About a year ago, Archivos de Bronconeumologia published the rationale, goals, design and methods of the ANTES B+ study [1], a pragmatic, prospective, randomized clinical trial whose primary objective was to investigate if treatment with inhaled triple therapy (LABA-LAMA-ICS) improved clinical control [2] during 12 months follow-up vs. the GOLD recommended dual therapy (LABA-LAMA) in a specific subgroup of GOLD B patients that we named B+ [3]. These B+ patients were characterized by having a CAT score >10 despite treatment with LABA-LAMA and having had a moderate exacerbation (treated with oral corticosteroids and/or antibiotics but not needing hospitalization) the year before and having more than 150 eosinophils/μL of circulating blood [1]. These inclusion criteria were based on previous observations that showed that: (1) patients who remain symptomatic (CAT >10) despite treatment with LABA-LAMA are at higher risk of worse health outcomes [3]; (2) GOLD B patients with 1 previous moderate exacerbation the year before had substantially higher hazard ratio of future exacerbation, all-cause hospitalization and respiratory hospitalization than those without them [4]; and (3) that higher level of circulating eosinophils identifies patients with a higher risk of future ECOPD, a better preventive response to inhaled corticosteroids (ICS), and reduced risk of ICS-related pneumonia [5]. Indeed, this hypothesis was proposed before the Global Initiative for Chronic Obstructive Lung Disease (GOLD) suggested in the 2026 GOLD recommendations to consider one moderate exacerbation enough to move the patient to the GOLD E group [6]. Finally, but importantly, this was going to be the first clinical trial with a composite outcome (clinical control) as the main endpoint. The concept of disease activity, disease stability and clinical control has also been highlighted in GOLD 2026 for the first time.

After obtaining all the necessary ethical approvals, recruitment of patients started in 2024. Unfortunately, one year later, despite having involved almost 40 recruiting centers around Spain, we had been able to randomize in the study only 48 patients. Given that the estimated sample size of the study was 1028 patients [1], this rate of recruitment would have required to prolong the study for several years, so it was agreed between the investigators and the sponsoring company to stop the trial.

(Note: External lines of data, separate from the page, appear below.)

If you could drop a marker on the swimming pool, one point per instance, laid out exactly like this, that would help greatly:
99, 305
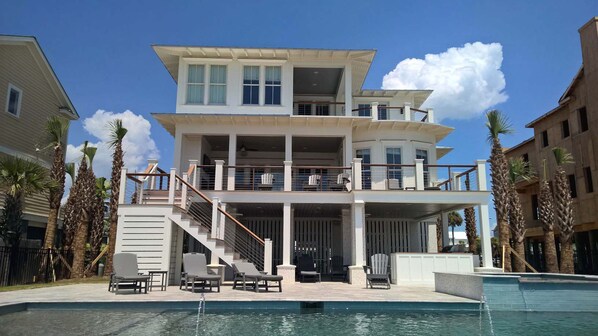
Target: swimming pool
54, 320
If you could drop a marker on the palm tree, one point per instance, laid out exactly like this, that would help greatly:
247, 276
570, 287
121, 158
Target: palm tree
118, 133
85, 194
470, 229
564, 208
454, 219
518, 169
546, 216
56, 129
497, 125
20, 177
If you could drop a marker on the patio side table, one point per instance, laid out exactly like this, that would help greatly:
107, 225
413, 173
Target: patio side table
163, 279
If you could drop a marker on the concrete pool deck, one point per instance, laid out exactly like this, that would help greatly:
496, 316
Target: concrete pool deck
325, 291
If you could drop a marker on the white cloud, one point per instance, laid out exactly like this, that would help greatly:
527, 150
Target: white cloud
138, 145
466, 81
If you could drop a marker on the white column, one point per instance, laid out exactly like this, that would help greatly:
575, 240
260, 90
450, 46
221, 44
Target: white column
431, 118
348, 90
286, 234
419, 174
445, 237
485, 235
172, 186
288, 147
357, 183
358, 233
218, 174
288, 175
232, 161
268, 255
407, 111
123, 186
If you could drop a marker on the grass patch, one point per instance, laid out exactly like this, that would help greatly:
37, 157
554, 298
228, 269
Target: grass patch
66, 282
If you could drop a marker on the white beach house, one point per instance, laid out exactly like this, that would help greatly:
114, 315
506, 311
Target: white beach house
280, 152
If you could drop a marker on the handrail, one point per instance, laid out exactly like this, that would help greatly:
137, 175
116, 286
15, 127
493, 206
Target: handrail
229, 216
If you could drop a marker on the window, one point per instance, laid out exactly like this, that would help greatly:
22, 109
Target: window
545, 139
382, 112
217, 85
587, 174
583, 119
273, 85
565, 128
364, 110
572, 186
13, 100
251, 85
535, 211
195, 84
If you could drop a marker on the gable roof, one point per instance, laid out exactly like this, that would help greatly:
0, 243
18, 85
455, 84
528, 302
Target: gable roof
31, 42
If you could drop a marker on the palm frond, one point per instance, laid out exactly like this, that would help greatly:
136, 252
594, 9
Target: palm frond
497, 124
117, 132
562, 156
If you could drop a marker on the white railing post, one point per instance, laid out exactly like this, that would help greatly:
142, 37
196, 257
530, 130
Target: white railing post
288, 175
123, 186
184, 191
374, 110
215, 218
431, 118
407, 111
218, 174
419, 174
194, 174
481, 171
268, 255
172, 186
357, 182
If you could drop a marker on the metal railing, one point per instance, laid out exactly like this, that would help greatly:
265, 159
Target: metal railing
320, 178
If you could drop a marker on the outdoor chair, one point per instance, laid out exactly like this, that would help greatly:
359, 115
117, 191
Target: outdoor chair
245, 272
307, 268
126, 274
377, 274
267, 180
313, 183
196, 271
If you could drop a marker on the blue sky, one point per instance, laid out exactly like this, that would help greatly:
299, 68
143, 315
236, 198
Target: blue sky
102, 55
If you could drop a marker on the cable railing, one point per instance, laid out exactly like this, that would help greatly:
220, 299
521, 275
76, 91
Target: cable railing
320, 178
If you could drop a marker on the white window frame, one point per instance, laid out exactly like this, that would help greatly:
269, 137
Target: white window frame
18, 111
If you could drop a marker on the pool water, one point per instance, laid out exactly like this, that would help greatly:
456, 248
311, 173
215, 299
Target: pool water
257, 323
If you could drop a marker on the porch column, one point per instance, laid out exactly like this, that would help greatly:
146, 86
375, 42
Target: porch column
287, 269
356, 274
348, 90
232, 161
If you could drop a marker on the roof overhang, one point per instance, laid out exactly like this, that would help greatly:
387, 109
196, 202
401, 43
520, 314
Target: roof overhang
360, 59
67, 110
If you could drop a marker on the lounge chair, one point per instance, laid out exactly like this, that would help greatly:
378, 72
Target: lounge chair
126, 274
196, 270
377, 274
307, 268
245, 272
267, 180
313, 183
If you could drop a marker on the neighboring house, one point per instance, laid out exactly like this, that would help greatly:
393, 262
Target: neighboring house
30, 93
292, 148
573, 125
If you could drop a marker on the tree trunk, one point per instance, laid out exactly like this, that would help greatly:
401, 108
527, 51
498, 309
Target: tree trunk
552, 265
504, 237
567, 265
79, 246
518, 264
50, 236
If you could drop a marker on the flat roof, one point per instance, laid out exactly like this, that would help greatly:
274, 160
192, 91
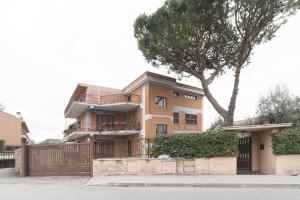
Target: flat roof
254, 128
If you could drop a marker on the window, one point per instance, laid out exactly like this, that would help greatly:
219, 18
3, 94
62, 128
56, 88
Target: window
161, 102
190, 119
176, 118
161, 129
190, 97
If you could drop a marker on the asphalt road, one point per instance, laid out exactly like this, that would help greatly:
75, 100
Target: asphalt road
74, 188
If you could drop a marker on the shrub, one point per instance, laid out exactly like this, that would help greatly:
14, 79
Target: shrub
206, 144
2, 144
286, 142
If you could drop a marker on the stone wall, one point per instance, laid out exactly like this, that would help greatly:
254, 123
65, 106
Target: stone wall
140, 166
288, 165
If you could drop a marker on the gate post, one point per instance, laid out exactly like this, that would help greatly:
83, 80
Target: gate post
92, 153
24, 163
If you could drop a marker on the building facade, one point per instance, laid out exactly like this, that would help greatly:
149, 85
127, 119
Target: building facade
151, 105
11, 129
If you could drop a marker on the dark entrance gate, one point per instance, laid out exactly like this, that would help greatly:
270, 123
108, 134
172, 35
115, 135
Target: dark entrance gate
244, 155
59, 160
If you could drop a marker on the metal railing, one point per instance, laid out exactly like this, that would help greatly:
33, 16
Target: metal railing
111, 126
126, 147
106, 99
7, 155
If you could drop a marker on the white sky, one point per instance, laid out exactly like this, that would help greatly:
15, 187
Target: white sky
47, 47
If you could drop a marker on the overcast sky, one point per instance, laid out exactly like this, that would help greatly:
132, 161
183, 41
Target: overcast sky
47, 47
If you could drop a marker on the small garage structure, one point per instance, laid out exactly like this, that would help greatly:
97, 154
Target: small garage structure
255, 150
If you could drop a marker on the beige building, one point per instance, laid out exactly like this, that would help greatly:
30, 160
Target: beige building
151, 105
11, 129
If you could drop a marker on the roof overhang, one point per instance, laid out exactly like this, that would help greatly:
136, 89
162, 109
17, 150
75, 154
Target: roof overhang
163, 82
79, 107
256, 128
79, 134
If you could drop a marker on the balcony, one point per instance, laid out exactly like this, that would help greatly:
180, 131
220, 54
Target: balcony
116, 102
113, 127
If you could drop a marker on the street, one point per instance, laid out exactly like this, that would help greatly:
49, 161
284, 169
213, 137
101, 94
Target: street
40, 188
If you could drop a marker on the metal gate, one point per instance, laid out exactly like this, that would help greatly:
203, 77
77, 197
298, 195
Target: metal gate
59, 160
244, 156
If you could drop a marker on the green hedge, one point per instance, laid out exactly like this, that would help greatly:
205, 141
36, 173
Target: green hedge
206, 144
2, 144
286, 142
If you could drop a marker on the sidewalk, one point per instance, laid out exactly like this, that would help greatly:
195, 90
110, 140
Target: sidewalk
237, 181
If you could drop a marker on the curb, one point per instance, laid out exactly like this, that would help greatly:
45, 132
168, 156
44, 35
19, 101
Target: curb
200, 185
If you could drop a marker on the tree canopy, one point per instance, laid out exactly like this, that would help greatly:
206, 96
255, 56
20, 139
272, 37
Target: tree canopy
278, 106
206, 38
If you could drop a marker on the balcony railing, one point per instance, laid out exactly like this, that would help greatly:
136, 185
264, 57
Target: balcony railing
113, 126
107, 99
7, 155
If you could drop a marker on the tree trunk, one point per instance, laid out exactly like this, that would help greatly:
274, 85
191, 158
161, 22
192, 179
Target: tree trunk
231, 108
211, 99
228, 115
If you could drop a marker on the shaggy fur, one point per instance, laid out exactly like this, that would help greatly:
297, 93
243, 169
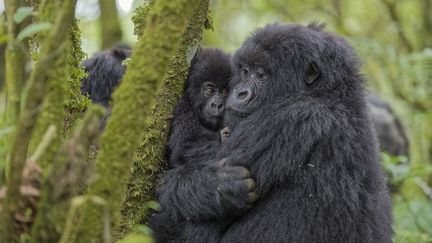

In this scientific letter we first want to address our responsibility to inform the scientific community that the ANTES B+ study has been cancelled prematurely and the reasons for that but, also importantly, we would like to share some lessons learned from it because we think they may be useful for the design of future COPD trials. The first lesson is that double therapy works very well in alleviating symptoms in COPD because it was very difficult to find symptomatic patients on LABA-LAMA with CAT >10. In retrospect, this was probably a mistake on our side since GOLD recommends dual therapy in naïve B patients with CAT >10. Finding COPD patients who are highly symptomatic (CAT >10) but infrequent exacerbators while on dual therapy proved to be very difficult, which is actually an important clinical observation in itself. However, it should be noted that the majority of participating centers were tertiary hospitals, when it is possible that B+ patients may be more easily found in primary care. The second lesson learned relates to the difficulty in finding B patients with one moderate exacerbation the year before who were not already on triple therapy. A study by Vanfleteren et al. in the Swedish National Airway Registry reported the same observation in what they called B1 patients (same as B+ but excluding the requirement of CAT >10 while on double therapy) [4]. This is an example that, sometimes, clinical practice does not follow the available scientific evidence. We think that it will be difficult to generate such scientific evidence in a formal prospective, randomized clinical trial but perhaps it may be possible to confirm this effect in silico in other available real-world databases. We hope to do so for the benefit of B+ patients. Finally, we regret that the ANTES B+ study had to be stopped prematurely for the reasons discussed above and could not, for the first time, test a composite outcome (clinical control [2,7]) as the main endpoint of the study [1], an approach that might have provided new and valuable insights into the level of disease stability achieved in these patients by triple therapy, as compared to dual treatment. We hope that this important question can be addressed in future trials.